Published: Nov 24, 2010 02:00 AM
Modified: Nov 23, 2010 12:20 AM
A group of patients exposed to hydraulic fluid on surgical instruments at two Duke University hospitals contends in legal filings that the university used flawed studies to claim the 2004 incident caused no extra harm.
And even though some patients were eventually ruled out as having been operated on with the tainted surgical tools, the court filings state, the university did not notify them they were clear until earlier this year - five years after the situation came to light.
In the intervening years, some patients sued. Ronald Buchanan's lawsuit was dismissed earlier this year when Duke provided evidence he wasn't exposed, and now Duke is suing him to recover legal expenses.
Buchanan is fighting that battle on grounds that Duke led him to believe he had been exposed to the fluid for five years and "now seeks to punish him further by taxing him with the defense costs in this litigation," according to the documents.
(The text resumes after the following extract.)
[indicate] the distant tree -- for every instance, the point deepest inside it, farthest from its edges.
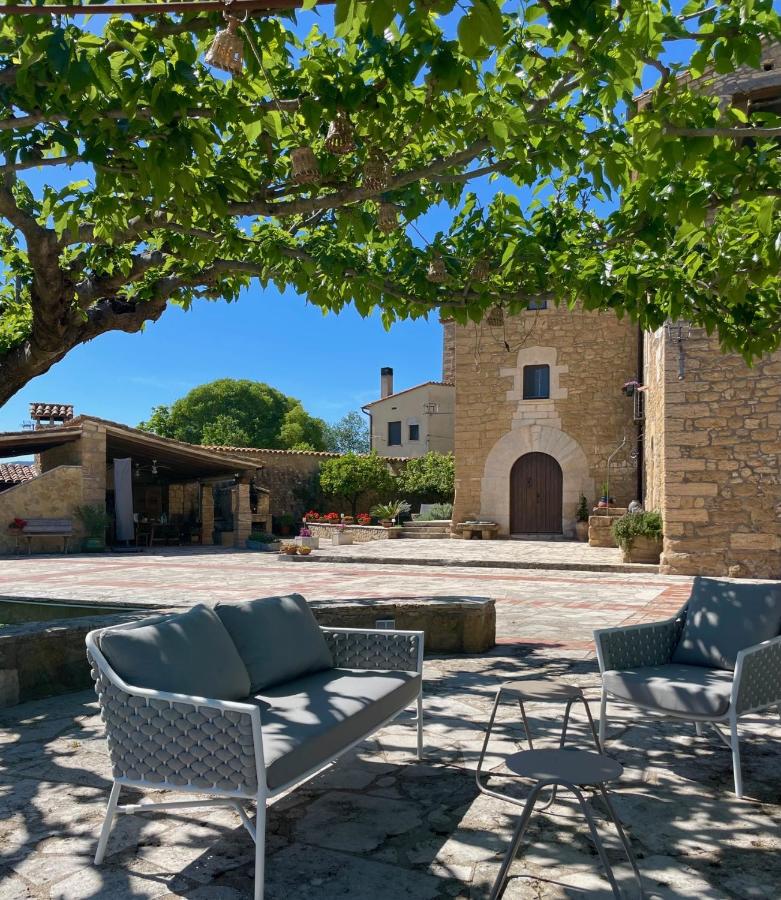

Buchanan's claim and the charges about the faulty studies were made in two court filings in Durham County Superior Court.
Duke spokesman Doug Stokke said he could not comment on active litigation. The lawyer for the patients in both actions, G. Henry Temple Jr. of Raleigh, also declined to comment.
Temple represents 14 patients who were among more than 3,600 originally identified as having been potentially exposed to the hydraulic fluid in November and December 2004 at Durham Regional and Duke Raleigh, which are owned by Duke University Health System.
Greasy instrumentsThe exposure resulted when repair crews at Duke Raleigh drained elevator fluid into discarded detergent barrels. The barrels were inadvertently picked up by thedetergent supplier and mistakenly returned to the hospitals as washing fluid for the machines that clean surgical instruments.
For more than a month, doctors and nurses at thehospitals complained about greasy instruments.
After the mistake was discovered, Duke commissioned a study to determine how toxic the instruments were and another study to track whether patients had extra complications as a result of their exposures.
The studies found little harm. The toxicology report indicated that only tiny amounts of hydraulic fluid remained on the instruments, and the patient study reported that people suffered no problems beyond what would normally be expected after surgeries.
The group of 14 patients is challenging those results.
They contend some of the instruments provided by Duke for toxicology tests were clean, including some dated a month before the industrial fluid was delivered, so results were skewed to show smaller amounts of the grease.
Similarly, the legal filing contends, at least 1,000 patients studied as part of the analysis of harm had not been exposed to the fluid, possibly diminishing the rate of complications that occurred.The patient study, the plaintiffs allege in their court filing, was used "to support and promote an untenable conclusion: that patients exposed to hydraulic fluid actually had fewer adverse outcomes, in every category, than patients who had not been exposed - a virtual statistical impossibility."
The lawsuit involving this group of 14 patients is one of several that resulted from the incident. Previous cases settled without trials, and the participants agreed to keep the details secret.